Orthopedics

Clinical trials for Orthopedics specialty

  • Description:
    OA is a progressive degenerative disease with a variety of treatment options suggesting that reliable, safe, and effective treatment has yet to be discovered. In search of treatment options, autologous (dog’s own) concentrated platelets appear to show promise as a safe alternative, free of the risks associated with some non-steroidal antiinflammatory agents. The purpose of this study is to establish more data on the emerging C-PET treatment for OA.
    Inclusion criteria:
    Dogs must have a medical history or physical findings of bilateral elbow osteoarthritis.
    Must weigh at least 25 lbs.
    Must be between 18 months and 10 years of age.
    Exclusion criteria:
    Surgery on joint within one year
    systemic steroid administration,
    joint injection with in 4 months
    Adequan injection within one month
    Client benefits:
    The study will cover cost of blood work, radiographs, and C-PET treatment for qualified animals.
    Contact information:
    Diane Welsh
    Clinical Trials Technician
    clinicaltrials@tufts.edu
  • Description:

    Canine borreliosis has been associated with renal failure and death (“Lyme nephritis’) although causation remains speculative. The Ixodes tick in Northeastern U.S. transmits Borrelia burgdorferi, Anaplasma phagocytophilum, and Babesia microti. Babesia microti-like organisms have been associated with anemia, renal failure, and death in dogs in Spain. Babesia microti is known to infect humans and foxes in the Northeastern United States.  We intend to investigate the incidence of babesial infection in dogs with signs suggestive of Lyme nephritis.  We hypothesize that renal failure and death attributed to borrelial infection in dogs (“Lyme nephritis’) is due to infection or co-infection with a Babesia microti-like organism.

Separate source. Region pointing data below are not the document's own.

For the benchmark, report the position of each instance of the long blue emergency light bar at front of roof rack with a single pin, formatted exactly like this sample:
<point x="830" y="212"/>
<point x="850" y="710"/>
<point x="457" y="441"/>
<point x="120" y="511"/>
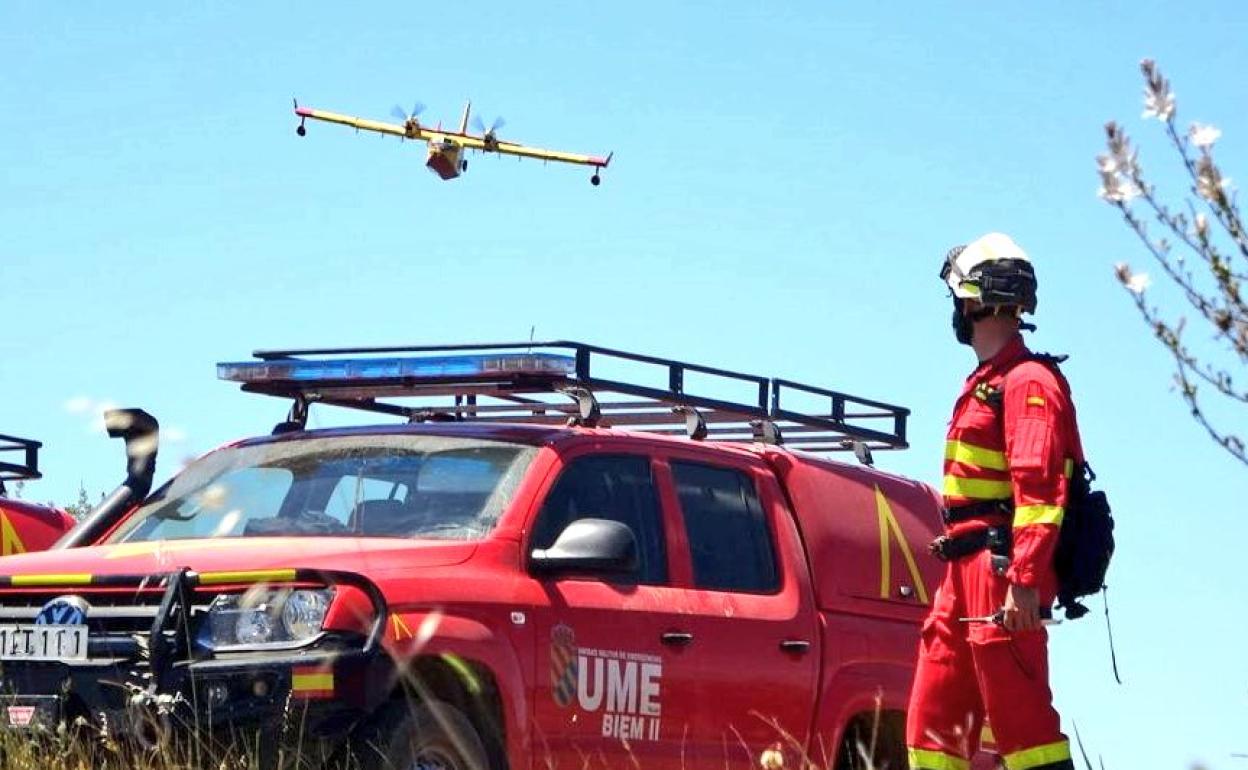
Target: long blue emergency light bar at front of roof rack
<point x="437" y="369"/>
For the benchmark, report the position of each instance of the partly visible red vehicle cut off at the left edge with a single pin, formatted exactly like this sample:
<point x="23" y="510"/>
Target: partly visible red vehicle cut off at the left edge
<point x="24" y="526"/>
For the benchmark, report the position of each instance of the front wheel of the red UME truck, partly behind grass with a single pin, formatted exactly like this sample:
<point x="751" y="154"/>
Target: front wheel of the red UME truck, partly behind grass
<point x="431" y="736"/>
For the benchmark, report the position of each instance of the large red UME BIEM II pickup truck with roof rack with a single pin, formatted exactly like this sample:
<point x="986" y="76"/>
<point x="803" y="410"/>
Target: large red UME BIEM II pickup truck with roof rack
<point x="546" y="566"/>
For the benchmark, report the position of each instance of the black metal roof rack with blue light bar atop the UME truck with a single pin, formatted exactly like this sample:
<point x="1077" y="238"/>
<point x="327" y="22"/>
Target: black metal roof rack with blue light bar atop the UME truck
<point x="563" y="383"/>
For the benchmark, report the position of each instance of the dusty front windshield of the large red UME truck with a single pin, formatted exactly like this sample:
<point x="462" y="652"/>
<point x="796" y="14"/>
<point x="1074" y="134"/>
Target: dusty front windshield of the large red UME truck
<point x="359" y="486"/>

    As a control group, we will be obtaining blood samples from dogs presenting to Tufts Foster Hospital for Small Animals for surgical repair of cruciate ligament disease for the presence of Babesia microti-like DNA.

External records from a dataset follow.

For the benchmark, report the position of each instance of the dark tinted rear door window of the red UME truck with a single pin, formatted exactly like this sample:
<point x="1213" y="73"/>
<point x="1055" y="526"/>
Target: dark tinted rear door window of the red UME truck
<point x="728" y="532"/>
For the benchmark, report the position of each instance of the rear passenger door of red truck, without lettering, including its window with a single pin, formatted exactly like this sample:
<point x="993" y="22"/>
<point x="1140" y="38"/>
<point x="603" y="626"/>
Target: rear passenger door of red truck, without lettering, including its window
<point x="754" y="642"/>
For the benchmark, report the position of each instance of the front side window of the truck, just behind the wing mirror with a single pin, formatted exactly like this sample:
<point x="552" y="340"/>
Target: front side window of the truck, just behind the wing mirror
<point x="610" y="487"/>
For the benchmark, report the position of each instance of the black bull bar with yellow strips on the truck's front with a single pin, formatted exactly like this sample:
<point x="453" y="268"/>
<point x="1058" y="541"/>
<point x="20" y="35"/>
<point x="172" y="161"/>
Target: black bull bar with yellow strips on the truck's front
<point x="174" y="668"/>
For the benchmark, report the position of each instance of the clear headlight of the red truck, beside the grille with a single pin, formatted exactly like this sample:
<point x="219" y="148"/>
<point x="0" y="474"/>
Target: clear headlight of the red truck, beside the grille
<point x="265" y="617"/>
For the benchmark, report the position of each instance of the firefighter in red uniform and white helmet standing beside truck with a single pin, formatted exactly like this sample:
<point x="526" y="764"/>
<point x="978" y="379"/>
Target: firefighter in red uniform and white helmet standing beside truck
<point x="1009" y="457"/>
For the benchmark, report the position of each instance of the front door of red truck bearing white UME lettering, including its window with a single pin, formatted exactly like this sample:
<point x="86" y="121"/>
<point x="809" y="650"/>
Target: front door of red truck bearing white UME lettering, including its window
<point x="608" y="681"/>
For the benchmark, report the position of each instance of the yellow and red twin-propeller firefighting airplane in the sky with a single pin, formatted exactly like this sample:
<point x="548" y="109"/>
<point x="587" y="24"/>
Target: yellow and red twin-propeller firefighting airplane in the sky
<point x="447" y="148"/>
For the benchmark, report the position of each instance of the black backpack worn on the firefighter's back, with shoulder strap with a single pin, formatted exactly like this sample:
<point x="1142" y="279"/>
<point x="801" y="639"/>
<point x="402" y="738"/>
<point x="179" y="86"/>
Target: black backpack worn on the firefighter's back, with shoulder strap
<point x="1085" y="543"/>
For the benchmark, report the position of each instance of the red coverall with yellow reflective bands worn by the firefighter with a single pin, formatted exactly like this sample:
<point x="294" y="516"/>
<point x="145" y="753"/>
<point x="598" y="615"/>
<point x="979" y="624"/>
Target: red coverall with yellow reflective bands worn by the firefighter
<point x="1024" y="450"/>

    Inclusion Criteria:                                           

    Control dogs: Healthy dogs presenting for surgical repair of cruciate ligament disease.

    Client Benefits:

    The study will cover the costs of blood testing for Babesia microti-like infection, heartworm disease and exposure to the infectious organisms Ehrlichia canis, Anaplasma phagocytophilum and Borrelia burgdorferi. Your pet’s participation will also allow us to gain information which will help in the diagnosis and management of other patients.

    Contact Information:

    For questions regarding the clinical trial please email the clinical trials technician, Diane Welsh at:  clinicaltrials@tufts.edu

  • Description:

    Standard MRI protocols in small animals use contrast material (gadolinium) via intravenous administration to fully assess a disease process. The dose of the contrast material is generally based on body weight; however, in horses this makes the use of contrast cost prohibitive.

    This study will add information about equine MRI and will determine if regional limb perfusion is a feasible way to deliver contrast medium and allow for better characterization of common injuries in equine athletes. The goal is to determine if this method of contrast material administration will allow increased sensitivity of lesion detection while keeping the overall price of contrast administration reasonable

    Inclusion Criteria:

    • Horses: any sex, age, weight
    • Any horse undergoing MRI as part of its lameness work up for lameness localized to the foot/distal limb.

     

    Client Benefits:

    The study will cover all of the costs associated with the regional limb perfusion as well as the additional anesthesia time and additional MRI sequences. Your horse’s participation will also allow us to gain information about any current injury and will help in the diagnosis of other horses with injuries in the hoof capsule. You understand that your animal’s participation in this study may not alleviate or cure his/her ailment.